As we documented in a longer version of this paper (Triplett
and Bosworth forthcoming), labor productivity growth in the
services industries after 1995 was a broad acceleration, not just
confined to one or two industries, as has sometimes been
supposed. Using the 1977-95 period as the base, we showed
that fifteen of twenty-two U.S. two-digit services industries
experienced productivity acceleration. Both the rate of LP
improvement in services after 1995 and its acceleration equaled
the economywide average. That is why we said “Baumol’s
Disease has been cured.”

We also examined the sources of labor productivity growth.
The major source of the LP acceleration in services industries
was a great expansion in services industry multifactor
productivity (MFP) after 1995. It went from essentially zero in
the earlier period to 1.4 percent per year, on a weighted basis.
As MFP is always a small number, that is a huge expansion.

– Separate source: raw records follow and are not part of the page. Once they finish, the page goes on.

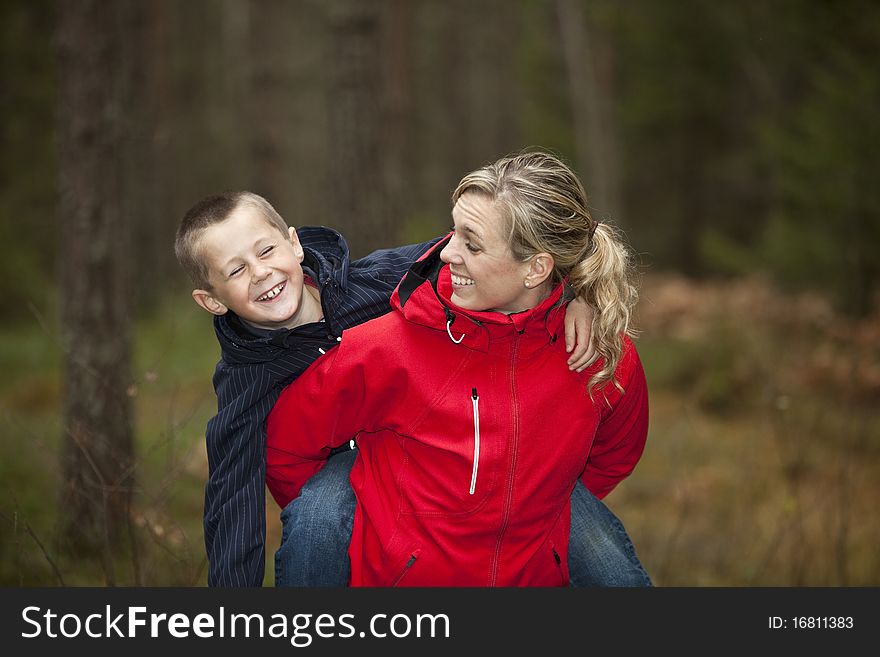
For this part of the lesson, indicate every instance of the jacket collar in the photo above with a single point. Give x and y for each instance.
(423, 297)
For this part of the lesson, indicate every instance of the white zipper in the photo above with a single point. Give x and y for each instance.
(475, 399)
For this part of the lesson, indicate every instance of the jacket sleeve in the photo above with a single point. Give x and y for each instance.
(623, 428)
(328, 405)
(392, 264)
(235, 502)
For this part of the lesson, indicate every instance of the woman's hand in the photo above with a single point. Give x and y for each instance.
(578, 320)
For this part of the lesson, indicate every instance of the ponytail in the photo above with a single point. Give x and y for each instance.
(604, 278)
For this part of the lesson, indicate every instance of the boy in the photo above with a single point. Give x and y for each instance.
(280, 299)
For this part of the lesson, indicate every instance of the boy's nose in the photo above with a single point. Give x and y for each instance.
(260, 272)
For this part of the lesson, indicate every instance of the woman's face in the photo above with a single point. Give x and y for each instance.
(485, 275)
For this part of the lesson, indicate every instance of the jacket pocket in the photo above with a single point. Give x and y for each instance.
(405, 570)
(475, 400)
(560, 567)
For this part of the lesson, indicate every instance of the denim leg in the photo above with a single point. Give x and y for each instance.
(316, 529)
(600, 552)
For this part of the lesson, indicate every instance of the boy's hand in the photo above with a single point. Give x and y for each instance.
(578, 320)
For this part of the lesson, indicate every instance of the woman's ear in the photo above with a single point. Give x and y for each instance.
(209, 302)
(540, 267)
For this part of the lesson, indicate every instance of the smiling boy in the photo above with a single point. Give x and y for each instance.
(281, 298)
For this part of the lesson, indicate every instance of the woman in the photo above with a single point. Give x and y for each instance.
(471, 432)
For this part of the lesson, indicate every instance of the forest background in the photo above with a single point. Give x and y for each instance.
(735, 143)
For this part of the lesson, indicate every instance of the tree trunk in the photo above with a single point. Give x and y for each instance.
(590, 96)
(356, 183)
(94, 78)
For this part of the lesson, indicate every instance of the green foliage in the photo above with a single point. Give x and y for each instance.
(827, 231)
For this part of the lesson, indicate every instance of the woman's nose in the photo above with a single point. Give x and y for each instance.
(449, 253)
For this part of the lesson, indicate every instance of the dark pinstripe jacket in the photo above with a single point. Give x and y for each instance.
(253, 368)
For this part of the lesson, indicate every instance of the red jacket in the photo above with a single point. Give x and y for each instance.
(469, 451)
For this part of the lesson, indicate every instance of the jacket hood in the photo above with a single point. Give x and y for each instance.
(326, 261)
(424, 297)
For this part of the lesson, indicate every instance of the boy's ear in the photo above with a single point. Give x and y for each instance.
(540, 267)
(209, 302)
(294, 240)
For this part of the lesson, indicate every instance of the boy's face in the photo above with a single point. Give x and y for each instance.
(255, 272)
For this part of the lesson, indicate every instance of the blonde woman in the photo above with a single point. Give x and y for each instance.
(472, 432)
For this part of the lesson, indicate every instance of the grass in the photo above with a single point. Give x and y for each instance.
(761, 466)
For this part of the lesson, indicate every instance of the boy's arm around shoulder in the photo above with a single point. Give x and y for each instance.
(391, 264)
(623, 426)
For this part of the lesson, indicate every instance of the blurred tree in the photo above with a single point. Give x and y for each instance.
(824, 231)
(354, 192)
(95, 71)
(591, 95)
(27, 159)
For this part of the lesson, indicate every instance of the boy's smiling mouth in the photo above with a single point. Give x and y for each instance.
(274, 292)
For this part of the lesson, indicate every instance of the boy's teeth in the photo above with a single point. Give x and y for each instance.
(275, 291)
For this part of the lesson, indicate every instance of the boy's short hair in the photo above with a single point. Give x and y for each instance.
(204, 214)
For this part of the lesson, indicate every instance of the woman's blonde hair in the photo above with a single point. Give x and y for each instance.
(545, 205)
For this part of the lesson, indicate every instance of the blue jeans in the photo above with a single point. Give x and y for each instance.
(316, 531)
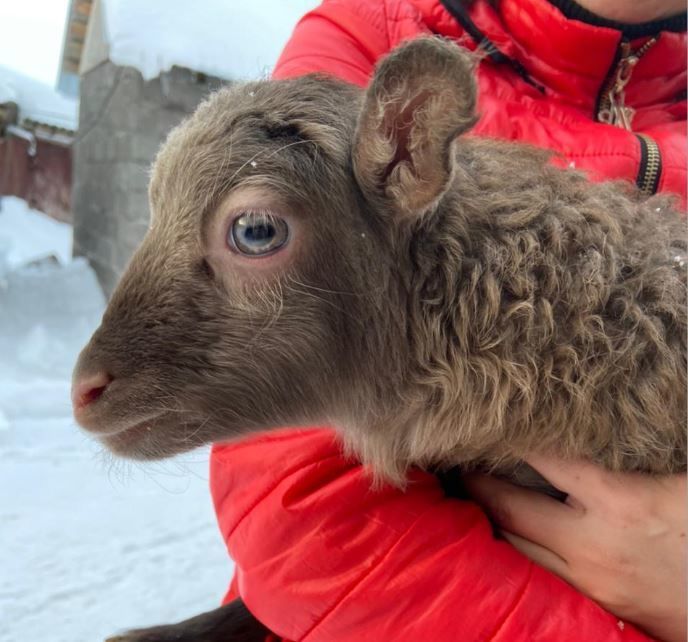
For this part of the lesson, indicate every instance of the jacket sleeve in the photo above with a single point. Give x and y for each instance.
(322, 556)
(341, 38)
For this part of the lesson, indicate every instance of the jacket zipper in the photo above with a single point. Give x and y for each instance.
(650, 165)
(612, 110)
(612, 107)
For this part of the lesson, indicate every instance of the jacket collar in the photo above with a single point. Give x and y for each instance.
(564, 56)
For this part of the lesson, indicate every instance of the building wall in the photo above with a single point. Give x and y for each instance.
(122, 122)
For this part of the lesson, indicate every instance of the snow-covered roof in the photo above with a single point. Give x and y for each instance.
(232, 39)
(37, 101)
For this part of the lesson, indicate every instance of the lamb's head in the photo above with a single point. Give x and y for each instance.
(269, 289)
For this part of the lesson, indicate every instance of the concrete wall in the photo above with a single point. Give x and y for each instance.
(122, 121)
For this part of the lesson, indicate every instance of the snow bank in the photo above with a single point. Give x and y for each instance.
(27, 235)
(88, 546)
(225, 38)
(37, 101)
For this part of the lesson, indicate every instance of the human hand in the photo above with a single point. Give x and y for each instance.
(620, 538)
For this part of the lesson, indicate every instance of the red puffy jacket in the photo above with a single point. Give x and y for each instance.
(319, 555)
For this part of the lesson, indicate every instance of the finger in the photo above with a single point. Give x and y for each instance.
(540, 555)
(527, 513)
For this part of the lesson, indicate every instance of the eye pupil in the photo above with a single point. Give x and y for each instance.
(258, 233)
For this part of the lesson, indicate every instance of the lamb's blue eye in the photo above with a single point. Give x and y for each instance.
(258, 233)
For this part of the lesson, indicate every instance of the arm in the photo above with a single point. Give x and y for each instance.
(619, 538)
(322, 556)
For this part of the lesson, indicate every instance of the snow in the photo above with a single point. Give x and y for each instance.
(37, 101)
(88, 546)
(230, 39)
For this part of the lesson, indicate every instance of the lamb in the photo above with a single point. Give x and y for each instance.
(322, 254)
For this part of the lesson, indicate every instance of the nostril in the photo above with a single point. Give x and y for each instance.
(86, 391)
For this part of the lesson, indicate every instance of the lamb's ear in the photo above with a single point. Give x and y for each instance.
(420, 99)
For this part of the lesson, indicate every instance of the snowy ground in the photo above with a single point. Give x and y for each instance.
(88, 546)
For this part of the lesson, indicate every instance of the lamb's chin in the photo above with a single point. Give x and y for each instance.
(151, 440)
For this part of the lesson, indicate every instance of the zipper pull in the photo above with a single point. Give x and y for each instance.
(614, 110)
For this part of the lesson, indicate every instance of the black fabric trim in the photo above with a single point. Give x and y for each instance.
(459, 11)
(574, 11)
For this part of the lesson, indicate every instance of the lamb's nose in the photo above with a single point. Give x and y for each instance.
(88, 389)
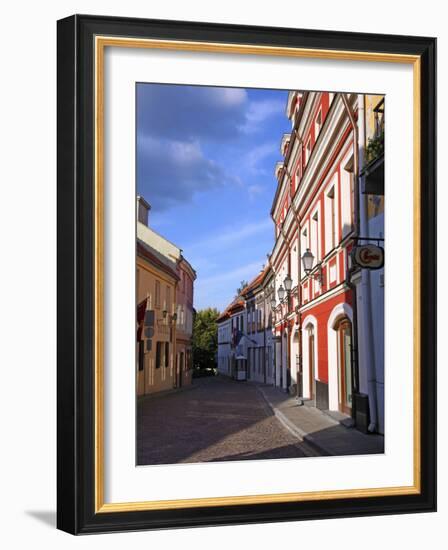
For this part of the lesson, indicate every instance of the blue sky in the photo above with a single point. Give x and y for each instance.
(205, 163)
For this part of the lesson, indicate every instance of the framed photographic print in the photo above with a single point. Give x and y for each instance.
(246, 267)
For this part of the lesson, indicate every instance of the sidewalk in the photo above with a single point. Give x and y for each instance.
(319, 430)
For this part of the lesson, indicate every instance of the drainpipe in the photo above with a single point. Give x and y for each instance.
(299, 286)
(362, 228)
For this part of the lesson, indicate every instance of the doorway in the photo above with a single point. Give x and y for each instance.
(344, 339)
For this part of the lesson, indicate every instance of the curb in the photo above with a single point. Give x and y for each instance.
(295, 430)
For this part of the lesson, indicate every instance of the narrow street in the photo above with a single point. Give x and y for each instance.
(216, 419)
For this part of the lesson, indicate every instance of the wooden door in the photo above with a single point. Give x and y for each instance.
(345, 366)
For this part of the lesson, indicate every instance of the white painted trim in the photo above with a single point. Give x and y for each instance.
(309, 320)
(338, 311)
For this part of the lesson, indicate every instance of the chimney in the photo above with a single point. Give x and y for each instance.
(143, 209)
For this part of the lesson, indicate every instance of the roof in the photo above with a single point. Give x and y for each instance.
(145, 252)
(256, 281)
(233, 307)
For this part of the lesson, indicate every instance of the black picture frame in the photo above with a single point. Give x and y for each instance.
(76, 262)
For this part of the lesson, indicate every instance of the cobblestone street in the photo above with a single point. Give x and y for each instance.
(216, 419)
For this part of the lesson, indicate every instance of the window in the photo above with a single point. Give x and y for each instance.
(141, 355)
(331, 235)
(167, 354)
(157, 296)
(318, 124)
(159, 353)
(315, 248)
(308, 150)
(168, 299)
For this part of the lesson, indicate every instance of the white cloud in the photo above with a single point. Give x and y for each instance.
(257, 154)
(259, 111)
(228, 97)
(230, 235)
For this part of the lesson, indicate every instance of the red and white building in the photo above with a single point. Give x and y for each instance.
(313, 212)
(328, 314)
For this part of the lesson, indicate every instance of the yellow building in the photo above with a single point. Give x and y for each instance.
(156, 319)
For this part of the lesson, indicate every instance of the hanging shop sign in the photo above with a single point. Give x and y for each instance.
(368, 256)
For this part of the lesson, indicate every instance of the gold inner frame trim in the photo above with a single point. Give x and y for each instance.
(101, 42)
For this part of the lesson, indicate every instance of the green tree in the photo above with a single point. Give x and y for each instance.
(242, 286)
(205, 338)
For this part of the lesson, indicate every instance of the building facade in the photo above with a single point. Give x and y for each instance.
(165, 289)
(327, 333)
(184, 322)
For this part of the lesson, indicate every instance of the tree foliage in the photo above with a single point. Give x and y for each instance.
(205, 338)
(243, 285)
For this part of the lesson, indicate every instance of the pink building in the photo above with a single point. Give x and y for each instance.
(184, 322)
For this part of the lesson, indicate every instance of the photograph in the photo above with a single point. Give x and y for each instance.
(260, 273)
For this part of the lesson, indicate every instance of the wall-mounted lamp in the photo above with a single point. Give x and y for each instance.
(281, 293)
(288, 283)
(308, 261)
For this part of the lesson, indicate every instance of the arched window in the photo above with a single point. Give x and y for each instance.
(311, 360)
(345, 376)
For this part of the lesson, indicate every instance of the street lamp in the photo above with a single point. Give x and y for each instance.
(308, 260)
(281, 293)
(288, 283)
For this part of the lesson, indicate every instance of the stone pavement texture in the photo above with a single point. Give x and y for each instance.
(216, 420)
(319, 430)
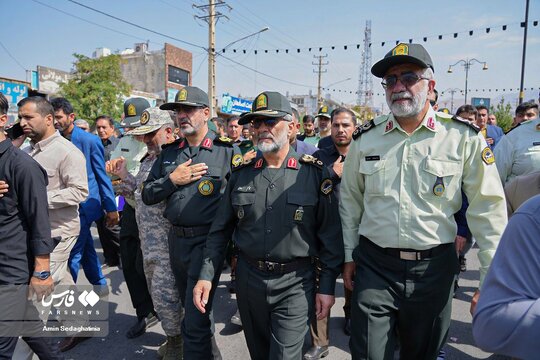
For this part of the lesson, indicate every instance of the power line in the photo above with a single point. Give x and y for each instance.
(11, 56)
(137, 26)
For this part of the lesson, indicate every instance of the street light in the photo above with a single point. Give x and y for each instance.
(467, 65)
(212, 69)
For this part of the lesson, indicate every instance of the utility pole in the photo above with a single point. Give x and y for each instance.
(212, 19)
(320, 71)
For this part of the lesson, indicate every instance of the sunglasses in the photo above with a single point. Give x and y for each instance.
(408, 79)
(269, 123)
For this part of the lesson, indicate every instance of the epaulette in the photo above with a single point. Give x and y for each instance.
(465, 122)
(360, 129)
(512, 128)
(175, 142)
(310, 159)
(243, 164)
(224, 140)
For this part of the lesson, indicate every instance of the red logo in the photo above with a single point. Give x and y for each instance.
(292, 163)
(207, 143)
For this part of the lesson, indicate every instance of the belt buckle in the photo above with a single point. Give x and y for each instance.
(409, 255)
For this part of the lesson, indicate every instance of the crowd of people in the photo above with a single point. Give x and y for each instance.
(392, 205)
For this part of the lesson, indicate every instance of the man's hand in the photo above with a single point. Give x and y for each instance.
(474, 301)
(186, 173)
(112, 218)
(117, 167)
(349, 268)
(338, 167)
(323, 304)
(250, 155)
(459, 242)
(4, 187)
(42, 288)
(201, 291)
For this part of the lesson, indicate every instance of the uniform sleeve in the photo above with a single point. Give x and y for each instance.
(106, 192)
(504, 155)
(31, 187)
(486, 214)
(220, 233)
(506, 318)
(351, 204)
(74, 177)
(329, 235)
(157, 187)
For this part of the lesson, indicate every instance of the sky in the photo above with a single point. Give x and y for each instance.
(36, 34)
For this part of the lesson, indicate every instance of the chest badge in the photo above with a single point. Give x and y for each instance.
(206, 187)
(299, 214)
(438, 188)
(326, 186)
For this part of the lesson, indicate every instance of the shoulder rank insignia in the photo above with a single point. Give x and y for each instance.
(363, 128)
(310, 159)
(326, 186)
(487, 156)
(463, 121)
(237, 160)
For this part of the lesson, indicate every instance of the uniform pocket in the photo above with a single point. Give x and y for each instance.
(374, 178)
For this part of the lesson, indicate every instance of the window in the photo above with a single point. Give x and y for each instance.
(178, 76)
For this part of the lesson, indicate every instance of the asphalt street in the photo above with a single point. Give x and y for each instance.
(230, 337)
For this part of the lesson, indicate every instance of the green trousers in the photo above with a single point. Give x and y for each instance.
(406, 299)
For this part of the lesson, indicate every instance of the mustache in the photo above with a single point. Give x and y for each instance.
(402, 95)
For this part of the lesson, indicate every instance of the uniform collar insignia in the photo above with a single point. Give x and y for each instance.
(292, 163)
(207, 144)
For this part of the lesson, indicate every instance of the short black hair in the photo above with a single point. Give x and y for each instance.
(4, 105)
(106, 117)
(482, 107)
(341, 110)
(308, 118)
(62, 104)
(43, 107)
(523, 107)
(466, 108)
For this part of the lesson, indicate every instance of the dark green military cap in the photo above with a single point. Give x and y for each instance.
(403, 54)
(324, 111)
(188, 96)
(269, 104)
(133, 109)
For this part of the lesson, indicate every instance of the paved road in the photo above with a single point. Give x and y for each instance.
(230, 337)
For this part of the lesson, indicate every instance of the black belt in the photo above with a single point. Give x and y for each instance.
(193, 231)
(278, 268)
(409, 254)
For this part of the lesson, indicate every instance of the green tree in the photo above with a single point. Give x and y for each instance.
(503, 113)
(96, 87)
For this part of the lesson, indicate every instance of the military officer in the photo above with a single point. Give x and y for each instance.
(400, 188)
(191, 174)
(283, 213)
(157, 129)
(518, 152)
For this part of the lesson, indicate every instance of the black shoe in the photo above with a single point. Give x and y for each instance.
(347, 326)
(316, 352)
(141, 325)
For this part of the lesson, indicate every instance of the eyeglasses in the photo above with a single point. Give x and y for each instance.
(269, 123)
(408, 79)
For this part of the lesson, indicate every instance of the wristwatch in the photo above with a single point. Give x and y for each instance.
(42, 275)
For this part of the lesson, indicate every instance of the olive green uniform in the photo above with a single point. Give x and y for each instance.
(281, 219)
(190, 209)
(399, 193)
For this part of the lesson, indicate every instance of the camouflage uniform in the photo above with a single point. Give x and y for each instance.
(153, 230)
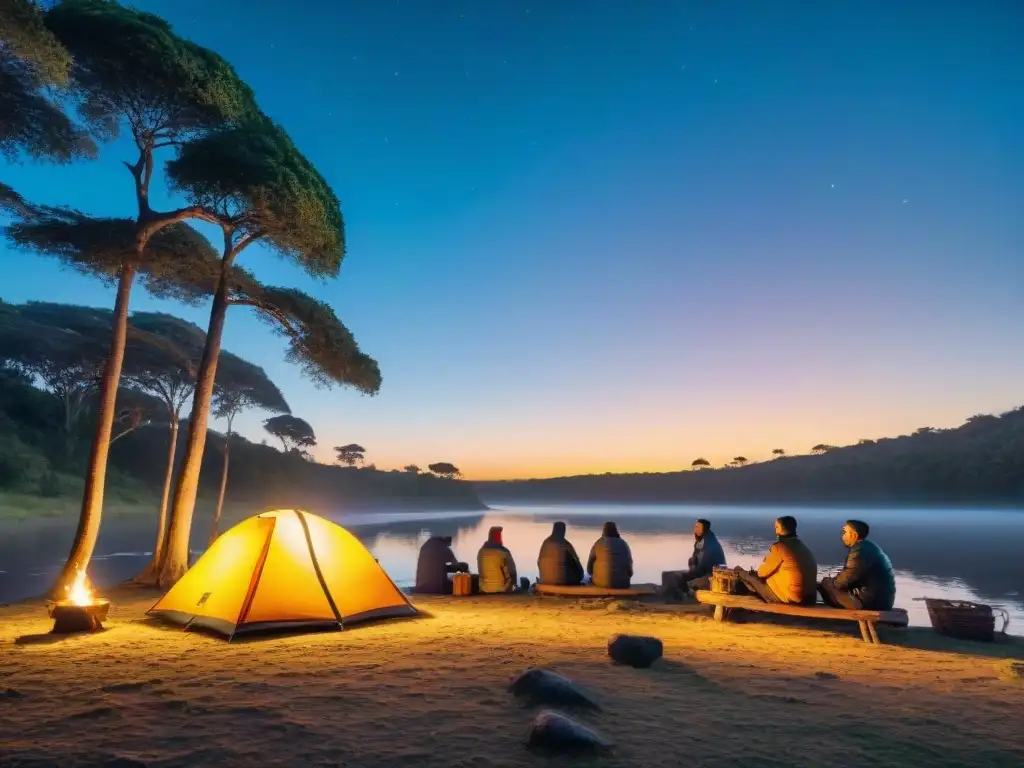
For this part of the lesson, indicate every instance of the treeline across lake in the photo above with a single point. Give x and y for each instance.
(979, 463)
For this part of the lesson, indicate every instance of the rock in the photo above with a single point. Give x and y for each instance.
(635, 650)
(553, 732)
(543, 686)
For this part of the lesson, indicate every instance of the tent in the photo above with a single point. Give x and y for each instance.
(279, 570)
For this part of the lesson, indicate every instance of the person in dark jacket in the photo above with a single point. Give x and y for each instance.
(788, 573)
(708, 553)
(867, 581)
(495, 564)
(436, 561)
(558, 563)
(610, 562)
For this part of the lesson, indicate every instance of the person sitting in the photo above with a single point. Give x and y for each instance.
(788, 573)
(867, 581)
(558, 562)
(435, 562)
(708, 553)
(495, 564)
(610, 562)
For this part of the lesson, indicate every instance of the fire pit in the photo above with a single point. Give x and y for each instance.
(80, 611)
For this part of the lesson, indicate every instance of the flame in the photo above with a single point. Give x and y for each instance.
(79, 594)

Information technology (IT) investment played a substantial
role in LP growth, but its role in the acceleration was smaller,
mainly because the effect of IT in these services industries is
already apparent in the LP numbers before 1995. Purchased
intermediate inputs also made a substantial contribution to
labor productivity growth, especially in the services industries
that showed the greatest acceleration. This finding reflects the
role of “contracting out” in improving efficiency.